人間関係を考える上で知っておくべき知識「愛着スタイル」について説明します。
愛着スタイルの理論は、イギリスの精神科医のジョン・ボウルビィやアメリカの発達心理学者のメアリー・エインスワースらによって1980年に確立されました。
愛着スタイルは、「安定型」、「回避型」、「不安型」の3タイプに分けられます。
この愛着スタイルの違いによって、他者とは自分にとってどういう存在なのかの価値観が変わってきます。
この価値観の違いが、他者に対する振る舞いの違いに現れます。
まずは、自分の愛着スタイルを理解しましょう。
そうすることで、自分にとっての他人との付き合い方を客観視でき、自分はどのように他人と付き合うのが最適なのかが分かります。
つぎに、他人の愛着スタイルを推察しましょう。
そうすることで、自分は他人に対してどう接するのがよいのかが見えてきます。
それでは、愛着スタイルについて説明していきます。
安定型
「安定型」の人は、他人に遠慮することなく、気後れせずに接していくことができます。
自分がその人に受け入れてもらえるかどうかを恐れない心を持っています。
他者とのフランクな関係の構築が得意です。
陽キャがこのタイプです。
回避型
「回避型」の人は、他者と深い関係を築くことに抵抗感を持っています。
他者に自分の心理的パーソナル空間に入ってこられることを拒絶します。
他者は、自分に安心を与えるより、自分を傷つける可能性の方が高いと感じており、他者と交流することを深層意識では拒否します。
陰キャがこのタイプです。
なお、 本当は「回避型」の陰キャだけど、 理想とする自分が陽キャであるため、 本質的には「回避型」なのに、無理して 「安定型」のように振る舞う人が結構います。
不安型
「不安型」の人は、他者に期待し、依存した付き合い方をします。
その結果、他者に嫌われたくない、他者が自分から離れてほしくないという焦燥感を持ちます。
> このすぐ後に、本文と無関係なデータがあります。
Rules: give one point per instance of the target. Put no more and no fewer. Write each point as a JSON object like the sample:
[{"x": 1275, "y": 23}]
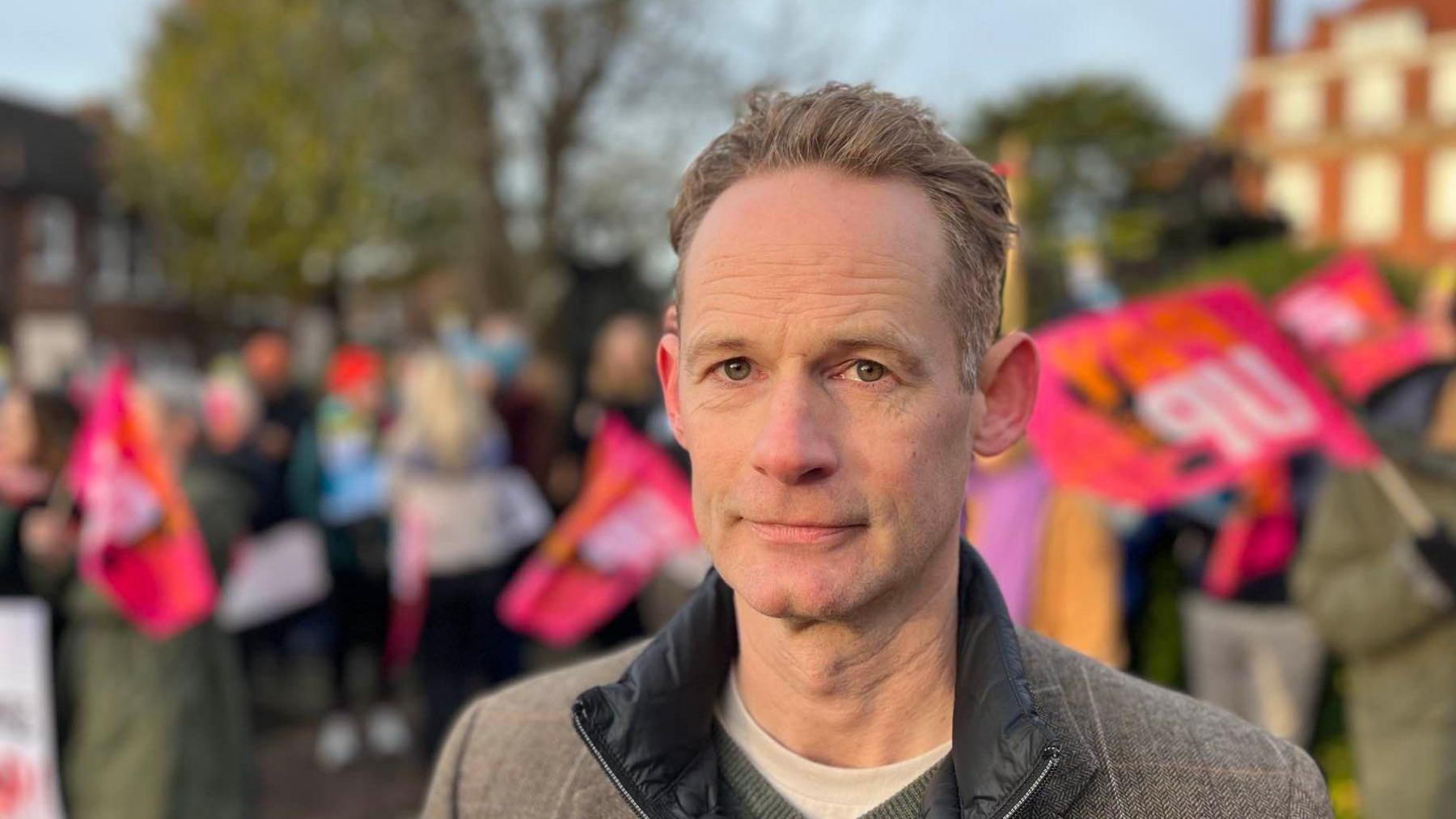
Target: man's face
[{"x": 815, "y": 384}]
関係がうまくいかなかったときに、他者に対する失望や喪失感を抱きます。
メンヘラがこのタイプです。
「不安型」の人は、他人に依存するため、悪い人の搾取対象にされやすいので、該当する人は気を付けましょう。
愛着スタイルのタイプを形成する要因
愛着スタイルのタイプを形成する最も大きな要因は、乳幼児期における両親などの特定の人との愛着形成だとされています。
乳幼児期に両親に愛情をもって育てられた子どもは、「安定型」のタイプになる可能性が高いとされます。
乳幼児期に両親に愛情をもって育てられた人は、 他者は自分に良いものをもたらす可能性が高いと考える傾向が高くなり、他者と積極的に関わろうとするためです。
これに対し、両親にかまってもらえなかった子どもは、他人に期待できないことを学習し、「回避型」か「不安型」のタイプになるとされます。
「回避型」の子どもは、おとなしく、人との遊びよりもおもちゃ遊びをする傾向にあります。
両親にかまってもらえず、拒絶されて心が傷つくことがないように、自分を守ることを学習したのが「回避型」です。
「不安型」の子どもは、両親がそばにいても自分に対してどう振る舞ってくれるの分からないので、 心が混乱し、 安心できないため、両親をコントロールできないのにコントロールしようとします。
その結果、他者に依存する気質が形成されます。
まとめ
愛着スタイルを理解することは、自分がどのような人間関係の構築の仕方をするのが最適なのか、また、特定の他人に対してどのような接し方をするのが有効なのかを推察することに役立ちます。
実生活で、自分の周囲の人に対し、愛着スタイルのタイプの当てはめを行ってみると、有効な人間関係の構築方法が見えてきたりします。
なお、私の場合は、「回避型」が当てはまります。
社会に出ると、様々な価値観を持った人と仕事をすることになる上、程度の差こそあれ、一定数の悪い人や問題のある人ととも関わることになります。
なので、「安定型」を基本的姿勢にするのは難しいですね。
敢えて「回避型」で入っていくのが安定という感じです。
ただ、価値観を同じくする人や信頼できる人の集団にいるときは「安定型」で入って大丈夫です。
むしろ、「安定型」で入らないと良い関係が築けませんので使い分けが必要です。